Christie Fighting as Hard as Ever

Published

Mike Christie was a defenseman who played over 400 games in the National Hockey league.

Christie’s scouting report on himself: “A physical player…a grinder who fought a fair amount. A blue collar player who would stand up for his teammates.”

Mike Christie sounds like the kind of guy we’d all want in our corner.

Today, at 68, Christie has the memories to look back on, but also reality to confront. Mike needs a kidney transplant.  It’s a lot tougher to face than the four joint replacements courtesy of hockey.

Three years ago Mike was diagnosed with kidney disease.  A year later he started dialysis.  It comes in several forms, none pleasant.

“Some days you feel really crappy, you don’t want to do anything,” acknowledges Christie. “You have no energy.  You get headaches.  Your strength is gone.”

It’s not easy fighting kidney disease.  It’s not easy reaching out to make others aware.

With Molly, his wife of 46 years. “She and my daughter Lisa are champions.
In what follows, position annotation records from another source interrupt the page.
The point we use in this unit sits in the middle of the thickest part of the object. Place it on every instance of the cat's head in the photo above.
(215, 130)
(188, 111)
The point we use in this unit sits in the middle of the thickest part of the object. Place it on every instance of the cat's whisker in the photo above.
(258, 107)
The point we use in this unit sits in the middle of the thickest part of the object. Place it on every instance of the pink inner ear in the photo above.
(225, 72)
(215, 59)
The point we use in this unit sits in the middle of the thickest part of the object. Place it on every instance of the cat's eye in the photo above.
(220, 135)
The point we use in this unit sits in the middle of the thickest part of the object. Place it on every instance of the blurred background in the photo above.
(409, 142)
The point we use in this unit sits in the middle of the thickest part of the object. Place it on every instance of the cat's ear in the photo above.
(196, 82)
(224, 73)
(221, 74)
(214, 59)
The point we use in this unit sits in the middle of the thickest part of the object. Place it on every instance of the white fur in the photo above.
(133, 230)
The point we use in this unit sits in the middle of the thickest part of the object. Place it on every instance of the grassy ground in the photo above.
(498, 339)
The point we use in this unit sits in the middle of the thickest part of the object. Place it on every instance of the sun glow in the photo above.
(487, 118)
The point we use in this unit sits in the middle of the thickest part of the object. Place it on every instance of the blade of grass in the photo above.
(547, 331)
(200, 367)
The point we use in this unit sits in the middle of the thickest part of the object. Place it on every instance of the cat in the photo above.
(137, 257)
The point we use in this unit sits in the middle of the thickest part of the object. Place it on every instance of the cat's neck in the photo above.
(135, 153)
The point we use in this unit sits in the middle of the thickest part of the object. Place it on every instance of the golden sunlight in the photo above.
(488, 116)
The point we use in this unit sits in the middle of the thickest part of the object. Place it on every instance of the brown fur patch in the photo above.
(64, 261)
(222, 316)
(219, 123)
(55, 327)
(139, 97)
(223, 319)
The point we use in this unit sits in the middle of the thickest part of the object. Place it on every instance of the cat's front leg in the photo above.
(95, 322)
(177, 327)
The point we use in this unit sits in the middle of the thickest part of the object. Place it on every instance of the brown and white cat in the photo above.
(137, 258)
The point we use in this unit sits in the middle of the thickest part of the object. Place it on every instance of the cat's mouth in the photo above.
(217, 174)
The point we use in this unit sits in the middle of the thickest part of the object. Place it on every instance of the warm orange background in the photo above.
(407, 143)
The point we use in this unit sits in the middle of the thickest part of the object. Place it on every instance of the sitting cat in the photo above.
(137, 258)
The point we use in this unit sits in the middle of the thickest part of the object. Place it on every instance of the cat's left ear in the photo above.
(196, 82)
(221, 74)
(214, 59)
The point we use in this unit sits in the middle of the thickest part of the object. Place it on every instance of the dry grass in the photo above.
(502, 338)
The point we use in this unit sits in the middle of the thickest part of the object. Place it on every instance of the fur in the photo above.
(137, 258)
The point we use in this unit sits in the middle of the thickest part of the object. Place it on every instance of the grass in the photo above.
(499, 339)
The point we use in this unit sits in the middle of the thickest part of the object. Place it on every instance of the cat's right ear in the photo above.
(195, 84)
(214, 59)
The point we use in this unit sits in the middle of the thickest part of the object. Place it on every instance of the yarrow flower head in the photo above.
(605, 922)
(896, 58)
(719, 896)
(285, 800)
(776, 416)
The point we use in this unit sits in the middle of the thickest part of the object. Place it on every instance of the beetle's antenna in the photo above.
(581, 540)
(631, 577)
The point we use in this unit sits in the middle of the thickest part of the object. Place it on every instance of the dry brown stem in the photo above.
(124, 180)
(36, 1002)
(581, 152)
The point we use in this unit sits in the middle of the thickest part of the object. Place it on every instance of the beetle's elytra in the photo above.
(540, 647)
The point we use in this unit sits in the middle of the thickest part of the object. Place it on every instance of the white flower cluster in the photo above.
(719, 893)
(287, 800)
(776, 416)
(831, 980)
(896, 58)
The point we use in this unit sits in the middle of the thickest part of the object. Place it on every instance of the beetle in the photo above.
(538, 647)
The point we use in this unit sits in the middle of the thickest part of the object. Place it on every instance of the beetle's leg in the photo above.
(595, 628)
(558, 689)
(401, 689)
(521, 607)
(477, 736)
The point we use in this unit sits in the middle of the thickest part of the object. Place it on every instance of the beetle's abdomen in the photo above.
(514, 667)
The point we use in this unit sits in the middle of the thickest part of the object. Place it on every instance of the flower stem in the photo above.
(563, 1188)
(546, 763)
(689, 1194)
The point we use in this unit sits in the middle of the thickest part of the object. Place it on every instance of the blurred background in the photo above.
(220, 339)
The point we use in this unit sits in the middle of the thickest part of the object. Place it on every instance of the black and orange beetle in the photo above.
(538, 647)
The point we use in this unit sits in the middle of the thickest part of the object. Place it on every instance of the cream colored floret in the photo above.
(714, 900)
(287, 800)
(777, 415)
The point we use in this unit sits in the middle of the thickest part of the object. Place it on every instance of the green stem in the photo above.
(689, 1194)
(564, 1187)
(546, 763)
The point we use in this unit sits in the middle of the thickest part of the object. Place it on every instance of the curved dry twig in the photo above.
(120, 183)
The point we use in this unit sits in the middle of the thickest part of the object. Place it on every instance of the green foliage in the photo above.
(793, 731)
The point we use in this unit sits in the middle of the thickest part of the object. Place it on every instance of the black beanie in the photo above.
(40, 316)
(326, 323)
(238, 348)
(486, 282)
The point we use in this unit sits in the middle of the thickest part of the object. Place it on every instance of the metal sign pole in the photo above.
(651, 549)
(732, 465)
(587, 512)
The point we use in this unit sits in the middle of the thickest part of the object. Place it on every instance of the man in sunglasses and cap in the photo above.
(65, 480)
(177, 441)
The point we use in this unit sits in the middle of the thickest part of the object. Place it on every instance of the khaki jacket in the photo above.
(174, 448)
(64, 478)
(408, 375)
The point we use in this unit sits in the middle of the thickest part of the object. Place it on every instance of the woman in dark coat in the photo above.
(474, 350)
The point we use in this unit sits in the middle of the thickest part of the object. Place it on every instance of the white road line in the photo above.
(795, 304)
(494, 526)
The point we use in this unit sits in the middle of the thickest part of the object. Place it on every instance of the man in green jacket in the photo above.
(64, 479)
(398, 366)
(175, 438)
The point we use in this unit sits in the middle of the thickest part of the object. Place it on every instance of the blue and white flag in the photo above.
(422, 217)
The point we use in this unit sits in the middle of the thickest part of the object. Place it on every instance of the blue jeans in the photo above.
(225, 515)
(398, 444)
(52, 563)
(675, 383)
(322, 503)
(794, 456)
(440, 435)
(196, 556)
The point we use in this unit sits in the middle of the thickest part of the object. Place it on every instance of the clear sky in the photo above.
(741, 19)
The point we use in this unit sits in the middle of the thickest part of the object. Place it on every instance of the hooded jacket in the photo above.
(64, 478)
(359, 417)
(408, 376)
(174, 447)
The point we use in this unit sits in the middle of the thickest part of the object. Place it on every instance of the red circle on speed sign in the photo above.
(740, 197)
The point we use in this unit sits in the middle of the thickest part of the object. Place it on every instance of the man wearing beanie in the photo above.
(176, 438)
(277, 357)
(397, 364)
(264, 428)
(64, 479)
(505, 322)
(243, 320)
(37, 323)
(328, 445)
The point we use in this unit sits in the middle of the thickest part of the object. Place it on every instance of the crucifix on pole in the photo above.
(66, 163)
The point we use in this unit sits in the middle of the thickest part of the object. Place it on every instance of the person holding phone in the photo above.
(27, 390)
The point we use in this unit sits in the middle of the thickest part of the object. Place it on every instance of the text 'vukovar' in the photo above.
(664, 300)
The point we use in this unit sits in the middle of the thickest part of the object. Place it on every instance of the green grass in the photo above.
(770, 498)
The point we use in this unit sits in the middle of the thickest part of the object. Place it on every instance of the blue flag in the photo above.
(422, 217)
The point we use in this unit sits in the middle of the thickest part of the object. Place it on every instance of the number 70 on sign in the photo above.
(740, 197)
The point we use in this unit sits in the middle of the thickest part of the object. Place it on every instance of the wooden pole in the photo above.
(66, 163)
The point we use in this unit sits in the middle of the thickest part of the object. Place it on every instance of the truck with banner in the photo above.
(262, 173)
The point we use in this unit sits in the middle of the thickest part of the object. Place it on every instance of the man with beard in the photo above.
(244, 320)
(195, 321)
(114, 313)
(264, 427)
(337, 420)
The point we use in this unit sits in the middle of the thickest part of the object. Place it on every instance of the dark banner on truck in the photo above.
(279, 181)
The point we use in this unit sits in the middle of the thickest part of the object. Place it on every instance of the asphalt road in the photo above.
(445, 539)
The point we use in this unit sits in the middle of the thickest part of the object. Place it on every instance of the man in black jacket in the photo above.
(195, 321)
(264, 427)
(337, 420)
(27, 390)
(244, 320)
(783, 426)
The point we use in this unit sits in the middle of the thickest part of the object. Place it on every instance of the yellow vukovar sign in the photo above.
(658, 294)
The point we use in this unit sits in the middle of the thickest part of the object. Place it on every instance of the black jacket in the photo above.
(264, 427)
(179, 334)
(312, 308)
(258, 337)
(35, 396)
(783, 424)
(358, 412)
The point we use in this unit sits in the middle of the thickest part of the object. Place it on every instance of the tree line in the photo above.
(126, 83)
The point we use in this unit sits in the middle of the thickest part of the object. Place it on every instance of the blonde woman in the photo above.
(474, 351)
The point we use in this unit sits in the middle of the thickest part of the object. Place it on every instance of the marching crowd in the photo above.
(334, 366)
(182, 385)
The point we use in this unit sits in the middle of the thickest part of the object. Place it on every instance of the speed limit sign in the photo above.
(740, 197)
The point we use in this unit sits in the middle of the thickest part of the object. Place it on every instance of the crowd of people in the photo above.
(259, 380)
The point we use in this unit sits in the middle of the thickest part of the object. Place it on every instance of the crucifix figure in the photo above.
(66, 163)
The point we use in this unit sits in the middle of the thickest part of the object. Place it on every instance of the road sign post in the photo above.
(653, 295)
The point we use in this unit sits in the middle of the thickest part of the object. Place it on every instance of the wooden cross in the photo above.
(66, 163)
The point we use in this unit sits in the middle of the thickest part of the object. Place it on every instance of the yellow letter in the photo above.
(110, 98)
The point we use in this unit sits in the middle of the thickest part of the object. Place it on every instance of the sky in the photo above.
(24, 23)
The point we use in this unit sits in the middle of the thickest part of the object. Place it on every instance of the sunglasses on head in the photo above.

They’ve gone out and actively put a Facebook page out there.”

“I don’t like to ask for anything,” he said.  “At first I was I don’t want to bring attention to myself, but I began to realize that’s the only way you may get a kidney.” 

DAWG Nation Founder Martin Richardson recalls, “When I was a kid my dad used to take me to Colorado Rockies games and one of my favorite players was the rough and tumble captain, Mike Christie.  To meet Mike and his family has been truly special and to be able to assist in helping them is beyond words.”

With Cap (l) and Matt Martinez who has donated a kidney to save a life. “Thank you everyone for your continued support,” Richardson said. “We can’t do it without you.”

Christie was born in Texas while his dad was on the job in the oil business.  The Christies moved to Calgary when Mike was five and that’s when he started playing hockey.  Years later he went to the University of Calgary…as a football player.  He couldn’t get a hockey scholarship. 

He played community hockey on a team that won the Provincial championship and two former University of Denver hockey players saw him in action.

“Murray (DU coach) Armstrong called and offered me a scholarship sight unseen off what they said.”  Christie was an All-American at DU and loved Armstrong. 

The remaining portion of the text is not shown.